Testing finally became more available early this week with testing now available through LabCorp and Quest Diagnostics, but a new problem has arisen and testing continues to be a big barrier to an effective response.
Many doctors and hospitals are unable to get their hands on the actual COVID-19 testing kits (swabs and transport medium). So even though commercial testing is available, if clinicians don’t have the swabs and transport media to get the specimens to the lab then they can’t get the testing done. Some hospitals, clinics and clinicians do still have swabs and transport media- but many don’t.
Last week the ADHS offered the following advice and resources:
“Fisher Scientific has E-Swab by Copan (Catalogue # 481C and 482C) and Opti-Swab by Puritan (Catalogue # LA-117), available but they are on a 2-week backorder. These are Aimes-based kits instead of VTM, but the FDA medical device website indicates that these can be used for COVID testing. https://www.fda.gov/medical-devices/emergency-situations-medical-devices/faqs-diagnostic-testing-sars-cov-2”
“You can also reach out directly to the FDA hotline (1-888-INFO-FDA) 24 hours a day for labs to call regarding difficulties obtaining supplies for collecting patient specimens for COVID-19 testing, including swabs and transport medium.”
Because of the swab supply chain issues, testing is basically not available in the outpatient setting right now. Often, testing isn’t necessary for individual treatment- but it certainly helps public health monitor the disease, give folks definitive info about their need to isolate, determine how effective our social distancing interventions are working and help guide future interventions.
Not all is lost, because of the lack of testing because public health has other tools like ILI surveillance, mathematical modeling and hospital admissions and capacity data that helps.

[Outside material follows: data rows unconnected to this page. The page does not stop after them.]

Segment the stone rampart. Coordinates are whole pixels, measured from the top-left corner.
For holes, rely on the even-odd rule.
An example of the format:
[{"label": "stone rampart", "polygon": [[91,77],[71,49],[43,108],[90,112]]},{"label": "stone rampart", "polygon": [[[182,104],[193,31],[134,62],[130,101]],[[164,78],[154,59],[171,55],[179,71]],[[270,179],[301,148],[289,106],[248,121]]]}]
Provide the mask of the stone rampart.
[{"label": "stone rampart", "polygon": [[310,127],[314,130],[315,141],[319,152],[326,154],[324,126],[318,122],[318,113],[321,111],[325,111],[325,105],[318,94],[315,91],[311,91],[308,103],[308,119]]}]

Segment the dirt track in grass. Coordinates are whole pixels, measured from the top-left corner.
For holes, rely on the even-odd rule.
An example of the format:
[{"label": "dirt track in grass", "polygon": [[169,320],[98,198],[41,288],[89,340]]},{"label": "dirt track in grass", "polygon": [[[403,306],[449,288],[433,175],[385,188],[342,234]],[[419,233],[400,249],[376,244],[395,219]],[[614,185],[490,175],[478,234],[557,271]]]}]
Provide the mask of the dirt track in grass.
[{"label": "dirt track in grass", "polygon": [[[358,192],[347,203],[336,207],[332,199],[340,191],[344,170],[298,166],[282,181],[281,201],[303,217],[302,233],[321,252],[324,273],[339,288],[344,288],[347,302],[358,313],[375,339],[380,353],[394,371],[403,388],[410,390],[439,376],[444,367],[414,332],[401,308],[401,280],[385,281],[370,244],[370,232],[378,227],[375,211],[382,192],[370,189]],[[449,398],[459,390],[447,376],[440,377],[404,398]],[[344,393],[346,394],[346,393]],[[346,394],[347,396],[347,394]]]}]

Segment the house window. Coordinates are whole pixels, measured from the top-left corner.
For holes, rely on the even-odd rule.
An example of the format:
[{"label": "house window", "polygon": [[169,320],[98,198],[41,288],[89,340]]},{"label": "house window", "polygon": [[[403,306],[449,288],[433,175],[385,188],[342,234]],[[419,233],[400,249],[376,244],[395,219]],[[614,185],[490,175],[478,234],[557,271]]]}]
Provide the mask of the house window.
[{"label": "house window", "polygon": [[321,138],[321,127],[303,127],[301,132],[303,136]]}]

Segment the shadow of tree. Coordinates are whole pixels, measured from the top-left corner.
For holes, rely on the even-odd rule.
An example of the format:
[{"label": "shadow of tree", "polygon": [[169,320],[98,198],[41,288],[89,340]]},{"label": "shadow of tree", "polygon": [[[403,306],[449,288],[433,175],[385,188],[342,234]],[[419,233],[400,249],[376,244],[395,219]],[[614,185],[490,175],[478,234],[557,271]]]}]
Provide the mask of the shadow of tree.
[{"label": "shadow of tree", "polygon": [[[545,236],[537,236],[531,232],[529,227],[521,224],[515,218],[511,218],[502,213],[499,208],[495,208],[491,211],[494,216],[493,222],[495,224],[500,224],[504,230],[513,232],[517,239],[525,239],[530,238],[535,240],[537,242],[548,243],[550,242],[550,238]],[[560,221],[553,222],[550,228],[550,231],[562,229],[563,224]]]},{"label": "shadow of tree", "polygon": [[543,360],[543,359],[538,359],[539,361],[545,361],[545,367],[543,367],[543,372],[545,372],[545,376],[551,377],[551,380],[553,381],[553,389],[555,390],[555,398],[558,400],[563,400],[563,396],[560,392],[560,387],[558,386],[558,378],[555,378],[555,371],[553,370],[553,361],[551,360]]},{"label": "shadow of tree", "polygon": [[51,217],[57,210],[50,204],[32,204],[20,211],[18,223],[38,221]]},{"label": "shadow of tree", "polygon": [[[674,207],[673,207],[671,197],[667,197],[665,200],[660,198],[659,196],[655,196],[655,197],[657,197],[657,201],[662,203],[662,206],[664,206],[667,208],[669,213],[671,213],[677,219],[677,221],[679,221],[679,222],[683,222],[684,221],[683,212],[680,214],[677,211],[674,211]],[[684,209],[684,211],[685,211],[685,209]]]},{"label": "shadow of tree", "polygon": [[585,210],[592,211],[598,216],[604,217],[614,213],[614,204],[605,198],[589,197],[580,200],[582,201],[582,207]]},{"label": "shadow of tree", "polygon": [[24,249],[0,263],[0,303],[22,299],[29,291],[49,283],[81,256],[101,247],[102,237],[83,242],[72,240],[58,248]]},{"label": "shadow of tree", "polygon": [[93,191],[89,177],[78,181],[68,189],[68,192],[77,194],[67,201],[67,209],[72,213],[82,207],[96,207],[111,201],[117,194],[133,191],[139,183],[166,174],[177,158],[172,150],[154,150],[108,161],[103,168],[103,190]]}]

Having a negative test can relieve anxiety but the best thing to relieve anxiety will be to reduce the spread of disease. Public health asks everyone to do the following to reduce the spread of disease and to reduce anxiety:
Stay home and away from others when you have even the slightest cold symptom. Don’t expose anyone else until 72 hours after your symptoms are gone.
Most people recover at home with rest and fluids. If you are over 60 or have chronic medical conditions, call your healthcare provider and get guidance. Only go to the emergency room if you are experiencing severe symptoms of COVID-19 like trouble breathing, trouble staying awake, or fever that won’t go away.
Avoid groups > 10 people and reach out to older family, friends and neighbors to make sure they have what they need and they are healthy.
Please, please wash your hands and don’t touch your face.